Councils fail to stop the rot

12th September 1997 at 01:00
Inspectors demand action within a year as eight schools are declared unfit to learn in

The Inspectorate has given black marks to three councils over lack of action in tackling essential school repairs. In reports that provide a snapshot of accommodation inadequacies from Lewis to Lenzie, HMIs express dissatisfaction with responses in eight out of 27 follow-up inspections of schools. They are demanding action within a year.

Four of the schools are in Glasgow, underlining once again the city's school building crisis. The backlog of repairs and maintenance is put at more than Pounds 50 million and council leaders hope for a sizeable chunk of the Pounds 15 million the Government has set aside for "spend to save" initiatives, but this depends on a closures package. They also plan to use up to Pounds 1.7 million to rectify defects highlighted by HMI.

Meanwhile schools like the 800-pupil Hyndland Secondary have to live in the present. Improvements are included in Glasgow's capital plan, but HMI states pointedly: "The school anticipated no action in the immediate future."

The council is also taken to task for failure to comply with recommendations on Drumry primary, which like Hyndland suffered from an invasion by pigeons who have now returned. Work to cordon off three rooms which had been declared unsafe as a result of a fire in 1995 had not been completed, and no repairs had been carried out to ill-fitting windows and doors.
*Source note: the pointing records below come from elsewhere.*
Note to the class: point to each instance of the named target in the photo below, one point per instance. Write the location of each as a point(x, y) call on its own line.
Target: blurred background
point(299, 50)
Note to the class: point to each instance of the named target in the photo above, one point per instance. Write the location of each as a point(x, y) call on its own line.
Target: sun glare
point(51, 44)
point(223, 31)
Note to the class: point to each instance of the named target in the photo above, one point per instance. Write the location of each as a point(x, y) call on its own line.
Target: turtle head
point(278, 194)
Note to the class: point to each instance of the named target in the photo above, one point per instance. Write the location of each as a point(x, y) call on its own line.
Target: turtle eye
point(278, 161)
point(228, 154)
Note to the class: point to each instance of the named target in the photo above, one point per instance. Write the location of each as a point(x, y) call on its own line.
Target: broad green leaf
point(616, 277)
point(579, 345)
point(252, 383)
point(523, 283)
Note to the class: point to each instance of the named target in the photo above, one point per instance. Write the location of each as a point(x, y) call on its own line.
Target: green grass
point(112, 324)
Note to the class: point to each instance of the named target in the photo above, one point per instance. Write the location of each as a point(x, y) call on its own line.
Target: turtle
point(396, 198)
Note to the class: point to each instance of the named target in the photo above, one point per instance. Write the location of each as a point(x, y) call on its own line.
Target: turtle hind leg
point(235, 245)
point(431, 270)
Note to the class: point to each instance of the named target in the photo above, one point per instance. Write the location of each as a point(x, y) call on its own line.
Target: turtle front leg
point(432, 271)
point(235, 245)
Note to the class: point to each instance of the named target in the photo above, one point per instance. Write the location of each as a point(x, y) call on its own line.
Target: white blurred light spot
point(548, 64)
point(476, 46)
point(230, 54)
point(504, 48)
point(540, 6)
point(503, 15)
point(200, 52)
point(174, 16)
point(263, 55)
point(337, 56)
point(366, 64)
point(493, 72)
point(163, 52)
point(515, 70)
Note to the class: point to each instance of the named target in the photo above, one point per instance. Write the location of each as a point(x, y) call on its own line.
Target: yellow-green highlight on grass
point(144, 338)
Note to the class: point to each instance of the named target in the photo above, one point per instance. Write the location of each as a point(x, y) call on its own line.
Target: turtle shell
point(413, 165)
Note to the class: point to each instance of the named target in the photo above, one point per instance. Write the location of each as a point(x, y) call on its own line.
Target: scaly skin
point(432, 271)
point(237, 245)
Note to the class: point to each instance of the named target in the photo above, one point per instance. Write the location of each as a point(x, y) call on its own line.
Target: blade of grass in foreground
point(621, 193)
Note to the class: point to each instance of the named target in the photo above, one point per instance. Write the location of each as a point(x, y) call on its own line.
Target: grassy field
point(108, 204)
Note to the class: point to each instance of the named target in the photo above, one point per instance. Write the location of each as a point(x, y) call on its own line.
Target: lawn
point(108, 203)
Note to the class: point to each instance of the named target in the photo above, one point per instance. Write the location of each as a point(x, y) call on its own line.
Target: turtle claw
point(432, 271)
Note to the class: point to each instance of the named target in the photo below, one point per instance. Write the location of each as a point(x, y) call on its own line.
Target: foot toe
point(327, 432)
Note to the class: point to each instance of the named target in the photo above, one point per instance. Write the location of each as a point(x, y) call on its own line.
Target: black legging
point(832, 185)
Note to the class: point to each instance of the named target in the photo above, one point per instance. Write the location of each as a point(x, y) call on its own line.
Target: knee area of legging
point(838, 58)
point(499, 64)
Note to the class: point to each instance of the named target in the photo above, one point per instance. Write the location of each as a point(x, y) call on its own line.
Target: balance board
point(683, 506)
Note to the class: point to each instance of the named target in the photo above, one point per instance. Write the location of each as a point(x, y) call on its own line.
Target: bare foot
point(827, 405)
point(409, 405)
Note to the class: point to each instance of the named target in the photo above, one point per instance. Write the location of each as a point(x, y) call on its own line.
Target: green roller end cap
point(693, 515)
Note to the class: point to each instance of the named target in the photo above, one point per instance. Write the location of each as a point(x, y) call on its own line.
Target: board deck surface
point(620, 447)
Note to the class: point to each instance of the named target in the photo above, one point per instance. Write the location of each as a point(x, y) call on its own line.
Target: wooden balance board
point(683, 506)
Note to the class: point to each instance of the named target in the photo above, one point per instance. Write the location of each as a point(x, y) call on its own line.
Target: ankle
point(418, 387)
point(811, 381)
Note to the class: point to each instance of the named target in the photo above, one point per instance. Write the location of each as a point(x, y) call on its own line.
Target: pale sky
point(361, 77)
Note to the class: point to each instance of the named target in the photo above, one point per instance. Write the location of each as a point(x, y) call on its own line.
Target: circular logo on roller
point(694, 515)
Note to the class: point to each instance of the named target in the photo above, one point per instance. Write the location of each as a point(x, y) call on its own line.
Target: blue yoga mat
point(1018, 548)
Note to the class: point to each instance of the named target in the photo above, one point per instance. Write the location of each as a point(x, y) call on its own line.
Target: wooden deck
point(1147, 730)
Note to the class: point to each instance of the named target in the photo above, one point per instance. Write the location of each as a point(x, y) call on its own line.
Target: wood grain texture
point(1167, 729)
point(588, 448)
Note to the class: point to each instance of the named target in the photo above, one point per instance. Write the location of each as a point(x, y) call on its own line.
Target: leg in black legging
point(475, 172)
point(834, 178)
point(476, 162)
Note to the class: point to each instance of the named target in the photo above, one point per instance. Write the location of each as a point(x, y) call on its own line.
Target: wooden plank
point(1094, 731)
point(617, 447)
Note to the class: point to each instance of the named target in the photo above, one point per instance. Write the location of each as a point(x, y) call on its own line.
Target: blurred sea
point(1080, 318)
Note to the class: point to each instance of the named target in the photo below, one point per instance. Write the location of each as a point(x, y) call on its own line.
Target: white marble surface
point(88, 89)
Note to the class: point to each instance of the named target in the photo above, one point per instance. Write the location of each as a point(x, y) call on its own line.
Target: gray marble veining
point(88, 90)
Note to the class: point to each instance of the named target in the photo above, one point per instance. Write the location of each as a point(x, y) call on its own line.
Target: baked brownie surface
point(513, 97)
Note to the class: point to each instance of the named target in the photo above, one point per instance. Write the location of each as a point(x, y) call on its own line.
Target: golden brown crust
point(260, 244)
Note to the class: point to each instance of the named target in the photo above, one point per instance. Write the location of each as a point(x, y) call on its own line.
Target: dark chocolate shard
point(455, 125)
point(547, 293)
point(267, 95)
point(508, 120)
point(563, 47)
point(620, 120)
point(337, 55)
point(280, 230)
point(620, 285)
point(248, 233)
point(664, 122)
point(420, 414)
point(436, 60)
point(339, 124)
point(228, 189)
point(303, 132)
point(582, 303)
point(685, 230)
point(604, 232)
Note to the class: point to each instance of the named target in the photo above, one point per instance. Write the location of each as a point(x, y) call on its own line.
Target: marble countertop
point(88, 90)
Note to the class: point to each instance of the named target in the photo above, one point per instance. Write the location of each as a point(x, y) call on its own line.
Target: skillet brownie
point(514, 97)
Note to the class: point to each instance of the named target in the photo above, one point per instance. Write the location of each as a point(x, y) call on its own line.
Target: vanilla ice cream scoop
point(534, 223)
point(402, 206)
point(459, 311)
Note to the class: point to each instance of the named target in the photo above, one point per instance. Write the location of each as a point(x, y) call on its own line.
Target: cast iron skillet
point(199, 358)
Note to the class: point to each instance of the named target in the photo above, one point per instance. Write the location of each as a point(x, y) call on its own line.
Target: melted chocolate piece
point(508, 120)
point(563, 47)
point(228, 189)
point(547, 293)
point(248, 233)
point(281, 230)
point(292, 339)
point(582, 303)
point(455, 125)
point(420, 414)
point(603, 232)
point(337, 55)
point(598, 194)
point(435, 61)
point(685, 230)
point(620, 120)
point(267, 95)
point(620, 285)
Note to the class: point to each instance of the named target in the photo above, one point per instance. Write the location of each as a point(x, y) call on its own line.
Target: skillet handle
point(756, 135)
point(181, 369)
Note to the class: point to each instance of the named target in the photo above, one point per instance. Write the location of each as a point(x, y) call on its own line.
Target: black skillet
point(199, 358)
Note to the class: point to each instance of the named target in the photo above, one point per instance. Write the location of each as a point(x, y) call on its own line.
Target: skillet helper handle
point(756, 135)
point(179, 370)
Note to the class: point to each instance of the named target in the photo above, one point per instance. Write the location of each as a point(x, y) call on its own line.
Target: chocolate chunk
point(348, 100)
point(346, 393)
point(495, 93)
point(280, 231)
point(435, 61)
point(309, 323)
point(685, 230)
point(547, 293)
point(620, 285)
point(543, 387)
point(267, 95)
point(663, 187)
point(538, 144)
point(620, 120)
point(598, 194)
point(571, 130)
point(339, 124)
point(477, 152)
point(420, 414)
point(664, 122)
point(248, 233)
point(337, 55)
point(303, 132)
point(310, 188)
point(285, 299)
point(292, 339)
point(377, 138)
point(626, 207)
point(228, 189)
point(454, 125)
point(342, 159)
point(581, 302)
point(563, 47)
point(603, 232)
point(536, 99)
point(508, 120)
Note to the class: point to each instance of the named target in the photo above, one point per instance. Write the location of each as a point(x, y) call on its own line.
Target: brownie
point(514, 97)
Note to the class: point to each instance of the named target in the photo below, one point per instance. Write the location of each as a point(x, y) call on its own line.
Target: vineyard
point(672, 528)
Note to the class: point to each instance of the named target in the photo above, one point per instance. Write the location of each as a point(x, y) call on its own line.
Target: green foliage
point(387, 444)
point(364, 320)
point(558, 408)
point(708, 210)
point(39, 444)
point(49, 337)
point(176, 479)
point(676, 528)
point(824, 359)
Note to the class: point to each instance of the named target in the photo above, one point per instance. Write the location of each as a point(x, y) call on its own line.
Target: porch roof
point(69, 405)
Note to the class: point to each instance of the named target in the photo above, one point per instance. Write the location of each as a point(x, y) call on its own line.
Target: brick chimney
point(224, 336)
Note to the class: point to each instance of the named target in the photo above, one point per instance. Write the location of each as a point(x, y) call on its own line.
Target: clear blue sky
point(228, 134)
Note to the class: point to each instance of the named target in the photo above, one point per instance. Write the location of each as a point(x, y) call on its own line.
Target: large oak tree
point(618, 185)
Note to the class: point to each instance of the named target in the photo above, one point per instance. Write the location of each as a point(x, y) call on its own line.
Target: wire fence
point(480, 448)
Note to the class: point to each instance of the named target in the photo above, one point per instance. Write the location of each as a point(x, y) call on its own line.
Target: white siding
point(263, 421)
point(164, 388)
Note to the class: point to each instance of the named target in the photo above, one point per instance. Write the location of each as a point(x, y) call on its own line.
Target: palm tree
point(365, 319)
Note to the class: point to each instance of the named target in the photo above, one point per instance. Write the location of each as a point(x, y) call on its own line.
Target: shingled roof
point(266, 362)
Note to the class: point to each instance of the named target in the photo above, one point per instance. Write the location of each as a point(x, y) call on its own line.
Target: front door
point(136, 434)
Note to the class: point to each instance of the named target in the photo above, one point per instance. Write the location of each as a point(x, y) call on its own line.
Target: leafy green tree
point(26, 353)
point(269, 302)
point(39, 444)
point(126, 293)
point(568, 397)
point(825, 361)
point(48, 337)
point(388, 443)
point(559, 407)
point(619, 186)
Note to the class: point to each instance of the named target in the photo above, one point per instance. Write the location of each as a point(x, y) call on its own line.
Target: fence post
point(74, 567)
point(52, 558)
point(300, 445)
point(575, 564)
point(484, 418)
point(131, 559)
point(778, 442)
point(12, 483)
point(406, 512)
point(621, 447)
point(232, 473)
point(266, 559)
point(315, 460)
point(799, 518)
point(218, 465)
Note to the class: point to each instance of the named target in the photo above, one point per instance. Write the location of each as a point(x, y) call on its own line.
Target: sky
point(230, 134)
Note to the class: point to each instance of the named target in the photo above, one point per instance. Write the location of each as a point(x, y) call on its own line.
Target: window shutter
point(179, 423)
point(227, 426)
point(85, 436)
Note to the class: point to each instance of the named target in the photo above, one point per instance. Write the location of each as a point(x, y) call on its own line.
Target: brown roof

Golfhill primary had only ad hoc repairs to roofing leaks and plans to reroof the school had been continually postponed. There were also problems with heating and the possible relocation in the building of Westercraigs nursery would exacerbate the situation for Golfhill pupils and staff who would have to move into colder areas.

Bishoploch primary remains "in a very poor state" despite repairs to all the broken windows. "The surfaces of external and internal walls were still broken, parts of the playground surface remained dangerous and the temporary classroom in the playground continued to be in a particularly poor condition," the report states.

Problems at two Renfrewshire schools are also highlighted. Parents of children at Houston primary remain concerned about safety as the playground gives open access to the public, while Castlehead High in Paisley still required work on damaged flooring, water leaks, plasterwork and toilets.

The Western Isles, which has frequently been on the receiving end of HMI criticism over the state of school buildings, is again in the dock, over Airidhantuim primary in Lewis. The inspection published in May last year presented the council with a six-point list of urgent health and safety issues.

When HMIs returned to the school in June, they discovered dim lighting in the main corridor had still to be rectified, water was still seeping into a classroom despite action to make it wind and watertight, some sharp edges at head height remained on the outside of the building, flaking paint and fungal growth had not disappeared from the "unpleasant" dining hall, and the playground surface had deteriorated since the inspection despite short-term measures to improve it.

East Dunbartonshire is the final authority to have its knuckles rapped for allowing Lenzie Academy pupils to share access to the grounds with vehicles. Physical education facilities continued to suffer from budget constraints.

Count down to collapse

Glasgow fears a crisis in the late 1990s as buildings with differing life spans deteriorate. The council puts schools into four categories: * Victorian (dating from around 1896), built to last 80 to 100 years.

* Pre-war (built in the 1920s), life expectancy 40 to 80 years.

* From 1956 onwards, designed to last 30 to 40 years.

* 1960s "boom" buildings where major problems arose within 15-30 years.